Python native implementation of the Spark RDD interface.
A native Python implementation of Spark’s RDD interface, but instead of being resilient and distributed it is just transient and local; but fast (lower latency than PySpark). It is a drop in replacement for PySpark’s SparkContext and RDD.
Use case: you have a pipeline that processes 100k input documents and converts them to normalized features. They are used to train a local scikit-learn classifier. The preprocessing is perfect for a full Spark task. Now, you want to use this trained classifier in an API endpoint. You need the same pre-processing pipeline for a single document per API call. This does not have to be done in parallel, but there should be only a small overhead in initialization and preferably no dependency on the JVM. This is where pysparkling shines.
- Parallelization via multiprocessing.Pool, concurrent.futures.ThreadPoolExecutor or any other Pool-like objects that have a map(func, iterable) method.
- AWS S3 is supported. Use file paths of the form s3n://bucket_name/filename.txt with Context.textFile(). Specify multiple files separated by comma. Use environment variables AWS_SECRET_ACCESS_KEY and AWS_ACCESS_KEY_ID for auth. Mixed local and S3 files are supported. Glob expressions (filenames with * and ?) are resolved.

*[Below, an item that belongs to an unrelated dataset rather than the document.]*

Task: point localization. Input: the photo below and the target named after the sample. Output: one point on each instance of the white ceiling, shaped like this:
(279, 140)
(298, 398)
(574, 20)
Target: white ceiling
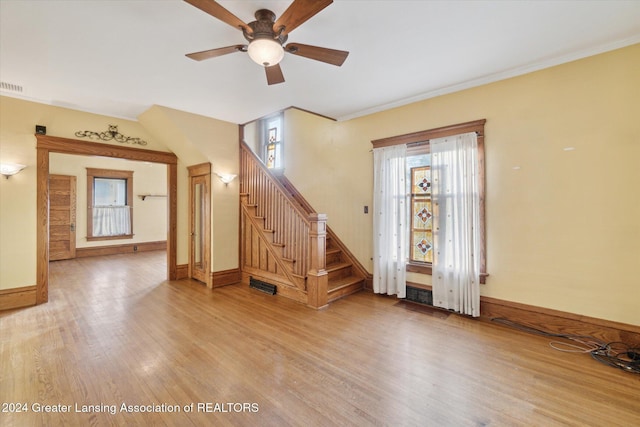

- Lazy execution is in development.
- Seamless handling of compressed files is not supported yet.
- only dependency: boto for AWS S3 access
Count the lines in the *.py files in the tests directory:
import pysparkling context = pysparkling.Context() print(context.textFile('tests/*.py').count())
- __init__(pool=None): takes a pool object (an object that has a map() method, e.g. a multiprocessing.Pool) to parallelize all map() and foreach() methods.
- textFile(filename): load every line of a text file into a RDD. filename can contain a comma separated list of many files, ? and * wildcards, file paths on S3 (s3n://bucket_name/filename.txt) and local file paths (relative/path/my_text.txt, /absolut/path/my_text.txt or file:///absolute/file/path.txt). If the filename points to a folder containing part* files, those are resolved.
- broadcast(var): returns an instance of Broadcast() and it’s values are accessed with value.
- cache(): execute previous steps and cache result
- coalesce(): do nothing
- collect(): return the underlying list
- count(): get length of internal list
- countApprox(): same as count()
- countByKey: input is list of pairs, returns a dictionary
- countByValue: input is a list, returns a dictionary
- context(): return the context
- distinct(): returns a new RDD containing the distinct elements
- filter(func): return new RDD filtered with func
- first(): return first element
- flatMap(func): return a new RDD of a flattened map
- flatMapValues(func): return new RDD
- fold(zeroValue, op): aggregate elements
- foldByKey(zeroValue, op): aggregate elements by key
- foreach(func): apply func to every element in place
- foreachPartition(func): same as foreach()
- groupBy(func): group by the output of func
- groupByKey(): group by key where the RDD is of type [(key, value), …]
- histogram(buckets): buckets can be a list or an int
- id(): currently just returns None
- intersection(other): return a new RDD with the intersection
- isCheckpointed(): returns False
- join(other): join
- keyBy(func): creates tuple in new RDD
- keys(): returns the keys of tuples in new RDD
- leftOuterJoin(other): left outer join
- lookup(key): return list of values for this key
- TODO: continue going through the list
- map(func): apply func to every element and return a new RDD
- mapValues(func): apply func to value in (key, value) pairs and return a new RDD
- max(): get the maximum element
- min(): get the minimum element
- reduce(): reduce
- reduceByKey(): reduce by key and return the new RDD
- rightOuterJoin(other): right outer join
- take(n): get the first n elements
- takeSample(n): get n random samples
- value: access the value it stores